Hoe gebruik je een backstory?

Waarom reageert iemand zoals ze reageren? Waar komt toch die vreemde angst voor het donker vandaan? Over je personages kan je oneindig veel vragen stellen. Een deel daarvan heeft te maken met hun geschiedenis, of backstory, die we vandaag in het schrijfwoordenboek bespreken.


Wat houdt de backstory in?

Een backstory is wat er met je personage gebeurd is voor aanvang van het verhaal. Het beïnvloedt de beslissingen die ze nu nemen. De backstory kan dus het hele leven van je personage omvatten, al betekent dit niet dat je dit allemaal in detail uit hoeft te denken of als informatie aan je lezer moet geven.

Is de backstory belangrijk genoeg om uit te schrijven?

Dit hoeft niet zo te zijn. Met hoeveel detail je het bedenkt, is afhankelijk van jezelf en het personage. Als het terugkomt in de vorm van dialoog of flashbacks, dient het logischerwijs uitgeschreven te worden. Maar als de backstory alleen het achtergrondverhaal van je personage is, hoeft dit niet.
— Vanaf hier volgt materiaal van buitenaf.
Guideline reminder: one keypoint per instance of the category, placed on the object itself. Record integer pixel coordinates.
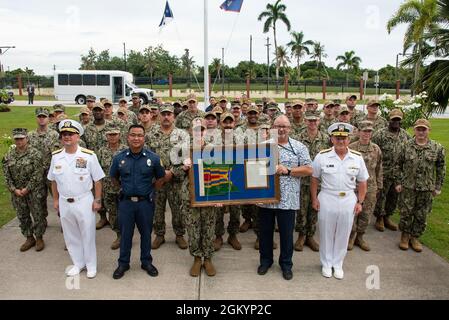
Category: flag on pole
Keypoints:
(232, 5)
(167, 17)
Tussen de regels door kan de backstory blijken, zonder dat je ooit een letter erover op papier hebt gezet. Al kan het natuurlijk handig zijn om de grote punten voor jezelf op te schrijven.

Hoe uitgebreid moet de backstory zijn?

Een mooie maatstaf om aan te houden, is dat de handelingen van je personage logisch moeten blijven. Heb je tijdens het schrijven geen idee hoe iemand reageert, of waarom? Misschien is het dan het moment om even terug te keren naar de backstory. Daarnaast is het afhankelijk van de voorkeuren van de schrijver. Heb je een uitgebreid verhaal nodig om je personages te doorgronden, of begrijp je hun motivaties heel goed als je alleen de grote lijnen ervan weet?
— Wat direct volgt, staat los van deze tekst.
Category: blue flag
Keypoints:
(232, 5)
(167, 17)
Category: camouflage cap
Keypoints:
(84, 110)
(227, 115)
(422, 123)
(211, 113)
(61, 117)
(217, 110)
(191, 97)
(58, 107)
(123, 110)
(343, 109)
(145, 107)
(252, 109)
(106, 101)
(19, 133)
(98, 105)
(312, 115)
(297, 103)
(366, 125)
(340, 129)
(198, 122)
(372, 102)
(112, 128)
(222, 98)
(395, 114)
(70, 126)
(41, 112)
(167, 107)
Hoeveel backstory vertel je aan de lezer?

Er zijn verschillende manieren om backstory in je verhaal te verwerken. Hiervoor noemden we al dialoog en flashback, waarin letterlijk een stuk van de backstory terug kan komen. Daarnaast zijn er ook ‘subtielere’ manieren om de backstory te verwerken. Zo kan het zien van iets een herinnering  ‘triggeren’ bij een personage, bijvoorbeeld het zien van een oud merk broodbeleg dat iemand terugvoert naar hun jeugd. Een aantal leuke tips om je backstory te verweven kan je vinden in dit artikel.
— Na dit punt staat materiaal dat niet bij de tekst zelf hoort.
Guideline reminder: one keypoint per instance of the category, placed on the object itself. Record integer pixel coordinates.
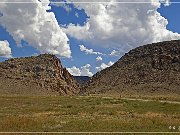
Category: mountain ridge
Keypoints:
(43, 74)
(149, 69)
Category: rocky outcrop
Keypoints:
(43, 74)
(149, 69)
(82, 79)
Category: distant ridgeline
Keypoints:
(152, 69)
Hoe verzin ik een goede backstory?

Houd vooral in gedachten dat niet iedereen een spectaculaire of traumatische jeugd heeft gehad. Een groot deel van de personages kan een heel alledaagse backstory hebben, die hen alsnog vormt. 
In dit fictieve voorbeeld woont Karel al heel zijn leven op het platteland, terwijl Thomas al sinds zijn geboorte in de stad woont. Wanneer de twee samen met een groepsreis op vakantie gaan, komen ze ’s avonds laat aan in het hotel. Thomas is zijn tandenborstel vergeten en stelt voor een winkel te zoeken om een nieuwe te kopen. Karel lacht erom, kijkt op de klok, en zegt dat hij niet weet of er midden in de nacht nog wel winkels open zijn. Thomas is op zijn beurt ervan overtuigd dat dit wel zo moet zijn en haalt hem over om op zoek te gaan.
Zo kan uit kleine verschillen in verwachtingen of opvattingen de achtergrond van een personage blijken, ook als het niets spectaculairs is. Backstories zijn er om de personages diepte en geloofwaardigheid te geven, niet om zelf een bestseller te worden.